Canada, G8 nations fail Africans, says Jesuit

By 
  • June 13, 2007
{mosimage}TORONTO - Neither Canada nor the G8 nations are living up to their obligations to Africa when it comes to fighting AIDS or alleviating poverty, the Canadian director of the African Jesuit AIDS Network told The Catholic Register at the conclusion of the latest G8 summit in Heiligendamm, Germany.
“Aid should be increased. How far is Canada from the 0.7 per cent? Considering how much money the G8 make on Africa and the other poorest countries of the world, anything less than 0.7 per cent is scandalous and shameful,” Jesuit Father Michael Czerny wrote in an e-mail.

Czerny echoed Pope Benedict XVI’s appeal to G8 leaders before the summit, asking that the nations which produce 63 per cent of the world’s economic activity “not retreat from their promises to make a substantial increase in development aid.”

 {sidebar id=2}  In the final communiqué from Germany, June 8, the G8 leaders c o m m i t t e d themselves to $60 billion to fight AIDS, tuberculosis and malaria over “several years.” The amount is less than onethird of the $192 billion the United Nations estimates is needed to address the three killer pandemics between 2008 and 2012. Combined the three diseases kill 16,000 people a day, most of them poor and more than half in sub-Saharan Africa.

Anti-poverty and AIDS activists, including U2 front man Bono and Sir Bob Geldof, claimed Prime Minister Stephen Harper blocked efforts to tie the G8 commitment down to a specific timetable and targets.

“Canada has become a laggard,” said Bono.

“A man called Stephen Harper came to Heiligendamm, but Canada stayed home,” Geldof told the international press.

Harper responded by saying Canada was the only G8 country on target to meet its commitments from the 2005 Glen Eagles G8 summit, and denying he blocked any initiative.

Former UN AIDS envoy Stephen Lewis slammed the whole G8 for backing away from a stronger commitment to Africa. “What has happened to the moral anchor of this world?” he asked at a Vancouver health conference.

Geneva-based E-Alliance, which campaigns on behalf of churches on AIDS, said the G8 decision on AIDS spending “will spell death to millions.”

It isn’t just a matter of bolstering the health systems in Africa to deal with AIDS and other pandemics, but of creating an economic system that works for the whole world and not just a handful of nations, said Czerny.

“Reducing the G8’s gluttonous appetite for oil, and dismantling their terribly skewed agricultural policies would probably do more, and better, in freeing Africa from poverty, war and AIDS with all their attendant miseries,” Czerny said. “But on these basic fronts there’s no progress, or worse.”

Canada’s overseas development assistance budget comes to 0.3 per cent of the country’s gross national income, according to the Organization for Economic Co-operation and Development.
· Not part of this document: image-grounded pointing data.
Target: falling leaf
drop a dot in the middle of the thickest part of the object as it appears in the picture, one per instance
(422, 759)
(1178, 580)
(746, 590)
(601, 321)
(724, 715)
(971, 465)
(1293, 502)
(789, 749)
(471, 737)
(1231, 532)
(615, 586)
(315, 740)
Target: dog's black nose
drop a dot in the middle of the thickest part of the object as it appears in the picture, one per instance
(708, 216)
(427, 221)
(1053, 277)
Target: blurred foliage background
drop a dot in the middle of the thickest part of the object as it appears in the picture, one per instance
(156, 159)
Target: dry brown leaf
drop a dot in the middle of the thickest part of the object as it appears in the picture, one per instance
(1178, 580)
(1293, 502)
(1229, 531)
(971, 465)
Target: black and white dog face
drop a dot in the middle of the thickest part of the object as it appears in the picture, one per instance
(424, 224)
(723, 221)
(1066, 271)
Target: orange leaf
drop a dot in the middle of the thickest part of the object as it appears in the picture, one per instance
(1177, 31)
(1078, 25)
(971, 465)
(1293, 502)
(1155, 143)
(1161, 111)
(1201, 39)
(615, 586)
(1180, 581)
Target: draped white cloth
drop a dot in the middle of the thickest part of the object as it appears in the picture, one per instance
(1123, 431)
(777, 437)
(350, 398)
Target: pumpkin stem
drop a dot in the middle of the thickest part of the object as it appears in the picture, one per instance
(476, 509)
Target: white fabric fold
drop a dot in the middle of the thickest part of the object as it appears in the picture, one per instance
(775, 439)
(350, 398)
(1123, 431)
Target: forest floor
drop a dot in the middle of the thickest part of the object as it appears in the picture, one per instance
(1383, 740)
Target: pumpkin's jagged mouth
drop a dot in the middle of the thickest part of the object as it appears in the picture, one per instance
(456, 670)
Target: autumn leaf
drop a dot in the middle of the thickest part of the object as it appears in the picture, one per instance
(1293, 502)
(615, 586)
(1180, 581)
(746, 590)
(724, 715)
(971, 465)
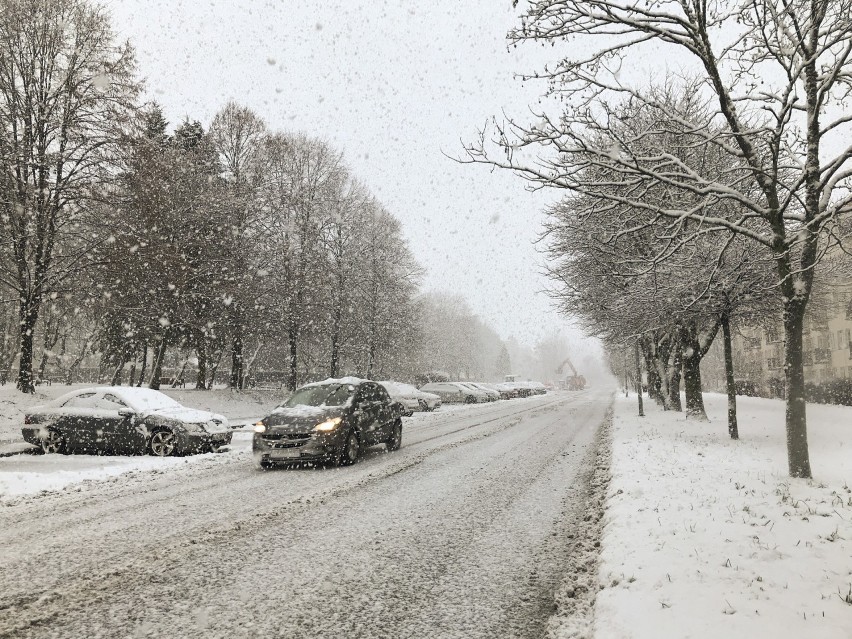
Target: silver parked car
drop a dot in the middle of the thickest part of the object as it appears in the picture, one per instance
(122, 419)
(493, 394)
(455, 392)
(410, 398)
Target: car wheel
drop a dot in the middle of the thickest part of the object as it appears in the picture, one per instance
(53, 442)
(163, 443)
(395, 441)
(351, 450)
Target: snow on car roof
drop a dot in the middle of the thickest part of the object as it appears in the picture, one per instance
(354, 381)
(138, 397)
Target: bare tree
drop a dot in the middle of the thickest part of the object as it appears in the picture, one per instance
(66, 89)
(237, 134)
(775, 71)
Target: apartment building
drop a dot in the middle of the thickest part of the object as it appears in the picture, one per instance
(827, 345)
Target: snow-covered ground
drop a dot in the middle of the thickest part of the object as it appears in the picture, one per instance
(463, 532)
(708, 537)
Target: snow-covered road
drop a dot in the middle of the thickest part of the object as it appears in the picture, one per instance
(461, 533)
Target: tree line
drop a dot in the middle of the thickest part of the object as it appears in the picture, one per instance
(214, 251)
(691, 198)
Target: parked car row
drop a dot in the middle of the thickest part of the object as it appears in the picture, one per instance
(331, 421)
(123, 420)
(476, 392)
(410, 398)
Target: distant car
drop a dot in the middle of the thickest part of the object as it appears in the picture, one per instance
(493, 394)
(410, 398)
(123, 420)
(455, 392)
(506, 391)
(520, 389)
(330, 421)
(537, 388)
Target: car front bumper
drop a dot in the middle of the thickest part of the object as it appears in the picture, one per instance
(195, 442)
(324, 447)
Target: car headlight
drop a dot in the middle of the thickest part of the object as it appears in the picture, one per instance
(329, 424)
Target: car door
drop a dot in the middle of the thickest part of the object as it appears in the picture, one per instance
(121, 433)
(368, 413)
(71, 420)
(386, 414)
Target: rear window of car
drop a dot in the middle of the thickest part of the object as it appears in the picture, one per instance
(84, 400)
(321, 395)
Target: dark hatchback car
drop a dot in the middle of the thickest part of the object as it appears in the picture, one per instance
(123, 420)
(330, 421)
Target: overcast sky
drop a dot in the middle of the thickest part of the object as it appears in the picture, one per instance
(394, 85)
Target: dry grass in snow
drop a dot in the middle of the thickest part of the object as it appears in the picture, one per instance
(709, 537)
Canada is tied for 15th in development spending on the OECD’s list of the 22 richest countries on Earth. In 2001 Canada pushed for a United Nations General Assembly resolution setting a goal of 0.7 per cent for overseas development assistance by the world’s donor nations.

If Canada won’t live up to its aid commitments, at least it could work harder to allow African nations to build their own economies through trade in agriculture, said Czerny.

“Aid is good, but structural change allowing Africa to develop is better,” he said.